Aggressive driving habits contribute to 56% of fatal road accidents. Sometimes, minor collisions could lead to road rage, escalating into hostile altercations and physical harm.
The AAA Foundation for Traffic Safety’s study reviewed 10,000 road rage cases. After examining them, they determined that around 218 incidents resulted in death, while 12,610 led to injuries.
The scary part of these cases was why the involved parties started the conflict. Their fights usually started with something as trivial as tailgating or not allowing them to pass.
Authorities highly discourage aggressive driving behavior. Anyone could become a victim or perpetrator of a crime because of road or traffic problems.
What should I do in the face of aggressive road behavior?
If you face an aggressive driver, you should prioritize your safety. Retaliating could lead to disputes, which could quickly escalate and put you or others in danger. You could practice the following measures if you face an aggressive driver:
- Avoid offending them. Specific driving behaviors could agitate them more, such as tailgating or cutting them off. Drive defensively and avoid getting their attention to protect yourself.

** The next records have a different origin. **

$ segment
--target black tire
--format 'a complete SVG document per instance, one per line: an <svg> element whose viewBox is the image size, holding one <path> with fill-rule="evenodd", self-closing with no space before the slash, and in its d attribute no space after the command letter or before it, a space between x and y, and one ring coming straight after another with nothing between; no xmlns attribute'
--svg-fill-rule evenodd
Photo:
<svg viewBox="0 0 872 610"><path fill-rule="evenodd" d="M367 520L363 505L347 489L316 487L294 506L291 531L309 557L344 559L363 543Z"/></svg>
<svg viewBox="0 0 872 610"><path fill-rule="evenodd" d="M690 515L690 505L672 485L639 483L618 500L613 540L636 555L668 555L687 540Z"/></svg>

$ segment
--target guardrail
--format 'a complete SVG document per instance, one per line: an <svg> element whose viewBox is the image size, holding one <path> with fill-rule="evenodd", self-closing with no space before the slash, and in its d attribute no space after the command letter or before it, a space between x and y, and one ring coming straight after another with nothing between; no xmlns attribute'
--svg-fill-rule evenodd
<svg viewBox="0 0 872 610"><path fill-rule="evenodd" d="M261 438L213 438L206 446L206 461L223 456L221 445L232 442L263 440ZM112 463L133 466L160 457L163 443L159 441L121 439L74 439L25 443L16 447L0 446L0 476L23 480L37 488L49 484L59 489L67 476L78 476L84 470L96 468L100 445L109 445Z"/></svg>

- Do not get emotional or engage with them. Stay away from them to prevent colliding with their vehicle, especially if they are driving erratically.
- Check your attitude and relax. Sometimes, you must step back to assess the situation. Do not let your emotions risk your safety.
If they target you, you could call the authorities for help instead of dealing with the situation alone.
Your safety is your priority
One driving mistake could put yourself and your passengers in harm’s way. Engaging with an aggressive driver is not worth the danger, especially if you have family and friends in your vehicle. Letting them pass and controlling your impulses could save a life.